By the way, it isn’t just a first-born son who bumps his older sisters down the line of succession. All sons (and, subsequently, their heirs) automatically move ahead of the eldest daughter in line. That’s how the reigning queen’s daughter Anne ended up behind not only her older brother Charles and his sons but also her two younger brothers and their daughters.

And don’t even get me started on the Catholic thing, which you can read about in more detail in the article.

CANADA: Family with disabled child can stay in Canada

A French family living in Montreal will be allowed to stay in Canada after facing deportation because their daughter has cerebral palsy.

The Barlagne family was originally denied residency because Canadian immigration officials said eight-year-old Rachel would be a burden on Canada’s health-care system.

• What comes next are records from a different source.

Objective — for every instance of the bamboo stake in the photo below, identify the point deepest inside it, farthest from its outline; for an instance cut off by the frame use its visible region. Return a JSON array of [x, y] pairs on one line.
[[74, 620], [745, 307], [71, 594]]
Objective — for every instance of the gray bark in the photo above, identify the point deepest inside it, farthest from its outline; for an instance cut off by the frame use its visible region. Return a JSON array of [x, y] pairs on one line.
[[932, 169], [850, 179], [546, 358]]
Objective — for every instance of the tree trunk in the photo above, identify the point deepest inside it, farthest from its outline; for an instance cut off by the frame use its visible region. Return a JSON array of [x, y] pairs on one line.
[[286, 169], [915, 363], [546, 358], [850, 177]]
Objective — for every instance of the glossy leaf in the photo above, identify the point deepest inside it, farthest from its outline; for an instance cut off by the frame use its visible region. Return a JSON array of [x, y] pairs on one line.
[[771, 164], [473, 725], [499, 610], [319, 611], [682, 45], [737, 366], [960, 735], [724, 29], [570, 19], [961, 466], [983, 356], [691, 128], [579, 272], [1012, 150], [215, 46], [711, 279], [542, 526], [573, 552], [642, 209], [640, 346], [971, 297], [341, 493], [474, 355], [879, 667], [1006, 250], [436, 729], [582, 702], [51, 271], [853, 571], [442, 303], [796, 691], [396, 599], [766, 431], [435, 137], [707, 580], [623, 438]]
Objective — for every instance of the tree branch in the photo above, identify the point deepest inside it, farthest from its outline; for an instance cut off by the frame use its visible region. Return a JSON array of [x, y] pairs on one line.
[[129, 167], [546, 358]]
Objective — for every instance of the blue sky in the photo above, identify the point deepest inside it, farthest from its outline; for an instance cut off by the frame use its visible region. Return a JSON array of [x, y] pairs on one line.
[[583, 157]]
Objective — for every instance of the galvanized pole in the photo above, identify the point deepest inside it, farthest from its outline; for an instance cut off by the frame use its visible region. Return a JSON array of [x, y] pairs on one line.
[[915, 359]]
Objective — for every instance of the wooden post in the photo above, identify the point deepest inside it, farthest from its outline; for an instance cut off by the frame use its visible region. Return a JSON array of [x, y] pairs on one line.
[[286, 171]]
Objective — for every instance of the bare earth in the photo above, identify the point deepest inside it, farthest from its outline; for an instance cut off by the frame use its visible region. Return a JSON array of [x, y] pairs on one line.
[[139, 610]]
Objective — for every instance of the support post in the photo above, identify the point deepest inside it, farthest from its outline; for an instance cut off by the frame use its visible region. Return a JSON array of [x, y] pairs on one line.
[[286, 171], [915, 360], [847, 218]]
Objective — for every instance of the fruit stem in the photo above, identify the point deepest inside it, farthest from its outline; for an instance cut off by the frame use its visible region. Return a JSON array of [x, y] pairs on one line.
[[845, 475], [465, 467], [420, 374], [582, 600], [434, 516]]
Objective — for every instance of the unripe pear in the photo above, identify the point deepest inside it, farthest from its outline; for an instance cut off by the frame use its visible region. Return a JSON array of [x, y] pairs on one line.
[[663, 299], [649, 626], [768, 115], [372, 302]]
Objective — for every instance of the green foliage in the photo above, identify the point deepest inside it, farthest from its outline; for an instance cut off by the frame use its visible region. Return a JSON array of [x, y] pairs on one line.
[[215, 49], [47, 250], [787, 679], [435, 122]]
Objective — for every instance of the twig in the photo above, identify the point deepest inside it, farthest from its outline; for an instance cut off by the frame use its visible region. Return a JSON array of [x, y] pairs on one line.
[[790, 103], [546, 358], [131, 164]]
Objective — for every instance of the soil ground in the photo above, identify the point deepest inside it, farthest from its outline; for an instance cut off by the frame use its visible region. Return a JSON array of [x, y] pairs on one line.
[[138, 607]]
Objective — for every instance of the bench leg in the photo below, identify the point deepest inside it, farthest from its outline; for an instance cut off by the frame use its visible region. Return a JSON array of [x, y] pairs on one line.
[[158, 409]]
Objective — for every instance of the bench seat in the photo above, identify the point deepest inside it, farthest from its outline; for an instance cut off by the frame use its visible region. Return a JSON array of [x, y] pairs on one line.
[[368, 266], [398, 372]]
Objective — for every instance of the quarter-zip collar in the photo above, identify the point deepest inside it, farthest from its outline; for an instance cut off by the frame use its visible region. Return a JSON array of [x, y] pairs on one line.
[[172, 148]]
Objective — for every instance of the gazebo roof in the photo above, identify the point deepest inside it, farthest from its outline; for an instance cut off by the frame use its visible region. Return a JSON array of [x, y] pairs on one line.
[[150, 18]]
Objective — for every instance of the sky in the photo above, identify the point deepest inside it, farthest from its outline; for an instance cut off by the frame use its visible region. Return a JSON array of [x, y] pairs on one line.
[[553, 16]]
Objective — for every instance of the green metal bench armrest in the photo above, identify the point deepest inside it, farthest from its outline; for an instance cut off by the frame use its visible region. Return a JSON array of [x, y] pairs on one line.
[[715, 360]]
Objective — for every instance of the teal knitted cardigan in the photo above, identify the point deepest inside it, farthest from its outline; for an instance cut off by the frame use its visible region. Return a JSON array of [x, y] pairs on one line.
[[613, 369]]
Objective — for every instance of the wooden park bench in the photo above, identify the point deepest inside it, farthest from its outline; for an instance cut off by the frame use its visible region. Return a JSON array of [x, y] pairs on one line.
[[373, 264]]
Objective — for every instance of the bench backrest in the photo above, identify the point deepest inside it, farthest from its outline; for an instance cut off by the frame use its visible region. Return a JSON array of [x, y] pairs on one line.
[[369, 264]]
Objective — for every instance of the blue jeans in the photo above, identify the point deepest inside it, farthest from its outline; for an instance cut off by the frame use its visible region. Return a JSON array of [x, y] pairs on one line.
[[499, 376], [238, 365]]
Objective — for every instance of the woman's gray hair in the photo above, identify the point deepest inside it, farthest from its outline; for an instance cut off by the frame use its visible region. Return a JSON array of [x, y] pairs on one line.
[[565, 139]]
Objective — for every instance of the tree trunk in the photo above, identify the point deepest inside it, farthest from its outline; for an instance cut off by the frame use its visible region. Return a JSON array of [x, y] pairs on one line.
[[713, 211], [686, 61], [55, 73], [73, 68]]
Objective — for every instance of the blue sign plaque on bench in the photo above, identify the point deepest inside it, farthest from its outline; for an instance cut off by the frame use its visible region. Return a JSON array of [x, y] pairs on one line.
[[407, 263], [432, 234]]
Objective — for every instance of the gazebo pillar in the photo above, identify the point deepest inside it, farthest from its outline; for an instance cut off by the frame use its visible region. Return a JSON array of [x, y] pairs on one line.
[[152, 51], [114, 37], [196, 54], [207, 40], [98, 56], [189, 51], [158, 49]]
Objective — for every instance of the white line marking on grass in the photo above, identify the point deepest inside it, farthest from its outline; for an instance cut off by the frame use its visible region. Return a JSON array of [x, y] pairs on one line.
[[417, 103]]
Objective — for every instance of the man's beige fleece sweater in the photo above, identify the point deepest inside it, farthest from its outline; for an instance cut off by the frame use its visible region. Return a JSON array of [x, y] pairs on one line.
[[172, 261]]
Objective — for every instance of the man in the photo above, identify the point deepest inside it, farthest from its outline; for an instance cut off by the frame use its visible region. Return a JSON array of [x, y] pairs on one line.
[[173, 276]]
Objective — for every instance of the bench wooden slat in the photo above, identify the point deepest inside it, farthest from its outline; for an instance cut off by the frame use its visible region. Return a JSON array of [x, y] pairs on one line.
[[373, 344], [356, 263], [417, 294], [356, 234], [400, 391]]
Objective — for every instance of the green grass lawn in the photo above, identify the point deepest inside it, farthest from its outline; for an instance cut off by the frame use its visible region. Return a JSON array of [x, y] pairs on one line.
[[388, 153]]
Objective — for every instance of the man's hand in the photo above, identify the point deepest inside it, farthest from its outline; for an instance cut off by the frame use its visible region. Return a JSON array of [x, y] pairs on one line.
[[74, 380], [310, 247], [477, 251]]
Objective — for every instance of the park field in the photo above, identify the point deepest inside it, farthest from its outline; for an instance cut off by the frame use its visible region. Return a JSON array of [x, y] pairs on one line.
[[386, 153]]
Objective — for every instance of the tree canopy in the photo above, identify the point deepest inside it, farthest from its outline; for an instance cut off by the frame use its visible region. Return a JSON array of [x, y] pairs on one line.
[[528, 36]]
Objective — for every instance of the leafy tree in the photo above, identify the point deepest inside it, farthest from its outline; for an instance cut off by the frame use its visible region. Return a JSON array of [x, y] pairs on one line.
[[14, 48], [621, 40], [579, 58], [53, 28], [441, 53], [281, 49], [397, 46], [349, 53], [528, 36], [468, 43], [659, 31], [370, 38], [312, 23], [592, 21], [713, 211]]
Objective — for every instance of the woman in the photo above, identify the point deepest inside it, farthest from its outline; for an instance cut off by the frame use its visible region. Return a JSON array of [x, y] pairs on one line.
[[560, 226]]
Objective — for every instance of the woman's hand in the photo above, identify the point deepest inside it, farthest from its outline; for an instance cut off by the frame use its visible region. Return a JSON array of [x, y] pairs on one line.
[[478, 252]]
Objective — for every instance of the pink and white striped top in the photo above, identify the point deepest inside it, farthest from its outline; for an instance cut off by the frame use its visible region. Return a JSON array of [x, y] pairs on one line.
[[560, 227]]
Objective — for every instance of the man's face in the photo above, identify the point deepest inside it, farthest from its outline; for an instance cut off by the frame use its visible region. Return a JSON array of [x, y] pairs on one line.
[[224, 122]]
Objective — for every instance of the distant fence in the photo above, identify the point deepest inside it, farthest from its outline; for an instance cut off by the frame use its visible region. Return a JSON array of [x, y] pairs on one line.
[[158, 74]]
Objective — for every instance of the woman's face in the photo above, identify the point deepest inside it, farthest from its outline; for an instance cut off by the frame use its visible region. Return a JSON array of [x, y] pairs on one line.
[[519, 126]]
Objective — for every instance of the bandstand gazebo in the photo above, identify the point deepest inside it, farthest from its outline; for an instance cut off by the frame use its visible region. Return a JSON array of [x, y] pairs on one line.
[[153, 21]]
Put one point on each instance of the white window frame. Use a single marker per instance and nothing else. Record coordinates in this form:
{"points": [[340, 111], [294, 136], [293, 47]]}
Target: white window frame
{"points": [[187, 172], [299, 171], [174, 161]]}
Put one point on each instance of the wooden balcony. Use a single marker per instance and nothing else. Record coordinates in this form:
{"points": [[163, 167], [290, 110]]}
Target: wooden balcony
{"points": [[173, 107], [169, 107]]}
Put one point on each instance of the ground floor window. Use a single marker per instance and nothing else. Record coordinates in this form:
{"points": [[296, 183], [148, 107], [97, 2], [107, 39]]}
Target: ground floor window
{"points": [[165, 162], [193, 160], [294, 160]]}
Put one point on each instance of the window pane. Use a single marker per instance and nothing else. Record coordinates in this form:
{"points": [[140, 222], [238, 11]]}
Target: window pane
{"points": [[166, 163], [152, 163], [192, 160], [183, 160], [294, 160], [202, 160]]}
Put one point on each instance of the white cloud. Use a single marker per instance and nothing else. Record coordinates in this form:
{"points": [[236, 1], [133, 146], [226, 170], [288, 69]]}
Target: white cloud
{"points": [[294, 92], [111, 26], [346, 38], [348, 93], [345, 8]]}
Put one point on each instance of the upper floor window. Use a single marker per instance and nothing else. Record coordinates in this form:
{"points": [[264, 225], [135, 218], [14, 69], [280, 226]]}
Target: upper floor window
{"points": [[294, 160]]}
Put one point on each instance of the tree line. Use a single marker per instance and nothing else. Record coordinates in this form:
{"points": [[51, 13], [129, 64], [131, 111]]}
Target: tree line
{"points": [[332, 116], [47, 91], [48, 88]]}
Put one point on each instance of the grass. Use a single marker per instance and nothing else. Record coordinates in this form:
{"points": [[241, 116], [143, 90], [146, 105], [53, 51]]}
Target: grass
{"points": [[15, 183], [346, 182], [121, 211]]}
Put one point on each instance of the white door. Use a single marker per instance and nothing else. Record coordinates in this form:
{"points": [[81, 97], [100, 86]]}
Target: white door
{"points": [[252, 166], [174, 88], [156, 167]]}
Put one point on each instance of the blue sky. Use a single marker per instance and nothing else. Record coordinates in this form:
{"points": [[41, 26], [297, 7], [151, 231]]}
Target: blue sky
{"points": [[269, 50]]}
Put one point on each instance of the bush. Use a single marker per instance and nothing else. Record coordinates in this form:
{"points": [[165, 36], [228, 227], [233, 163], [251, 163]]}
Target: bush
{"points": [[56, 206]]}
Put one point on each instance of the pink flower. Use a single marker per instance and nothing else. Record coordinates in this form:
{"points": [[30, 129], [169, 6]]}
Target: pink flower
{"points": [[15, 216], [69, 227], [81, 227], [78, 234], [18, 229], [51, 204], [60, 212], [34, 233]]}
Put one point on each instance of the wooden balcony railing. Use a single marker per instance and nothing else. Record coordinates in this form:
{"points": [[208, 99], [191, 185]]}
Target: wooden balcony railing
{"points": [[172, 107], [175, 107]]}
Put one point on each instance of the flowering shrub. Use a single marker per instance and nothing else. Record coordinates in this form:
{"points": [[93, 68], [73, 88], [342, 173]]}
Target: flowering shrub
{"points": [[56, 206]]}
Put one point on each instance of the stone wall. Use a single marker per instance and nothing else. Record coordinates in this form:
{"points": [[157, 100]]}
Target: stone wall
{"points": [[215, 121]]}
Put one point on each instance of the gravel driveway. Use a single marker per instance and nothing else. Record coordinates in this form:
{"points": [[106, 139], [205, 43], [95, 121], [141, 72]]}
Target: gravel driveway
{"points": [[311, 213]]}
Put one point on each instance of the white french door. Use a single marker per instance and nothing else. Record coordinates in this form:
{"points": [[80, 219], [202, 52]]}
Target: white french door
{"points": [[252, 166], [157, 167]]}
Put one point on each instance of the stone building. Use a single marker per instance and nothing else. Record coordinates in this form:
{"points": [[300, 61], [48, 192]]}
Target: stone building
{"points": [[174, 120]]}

Hey, Barlagne family, come on down here, where certain political types called Democrats want immigrants to come in and be a burden on the system and then become life-long Democratic voters.

But seriously, I believe that every country has the right to determine whom it lets in. A society can hardly sustain itself if it allows people to take up residence and then go on welfare. It seems to me, however, that human decency requires you to stop making distinctions beyond whether or not an immigrant is gainfully employed. Banning people with greater-than-average health care needs (which is a matter of degree) opens the door to all sorts of other judgment calls that do not befit an egalitarian nation.

AUSTRALIA: Woman told to remove personalised number plates due to rude Filipino translation

Kristen Perry, known as Kiki by her friends and family received a letter from the Roads and Traffic Authority (RTA) in New South Wales demanding that she show “just cause” for using the plates, otherwise they would be confiscated.

The RTA said it had received a complaint from a member of the Filipino community because Mrs Perry’s nickname Kiki translates to “vagina” in Tagalog.

TAGALOG? Why, exactly, is an Australian state concerned about how people’s names translate in Tagalog? The Philippines aren’t part of Australia. Besides, “vagina” isn’t a dirty word. I realize that the actual word in question might actually translate to a more vulgar slang term, but the world is a big place and I suspect that many names and words sound like vulgarities in other languages. Evidently, the state agency at issue reached the same sensible conclusion and backed down. Good for them.

By all means, go ahead and prohibit Australians from having vanity plates that say the C-word or the F-word or similarly offensive English vulgarities. But leave Tagalog (or French, or Swahili, or Urdu, or Dutch, or Ayapaneco, or any other language) out of it.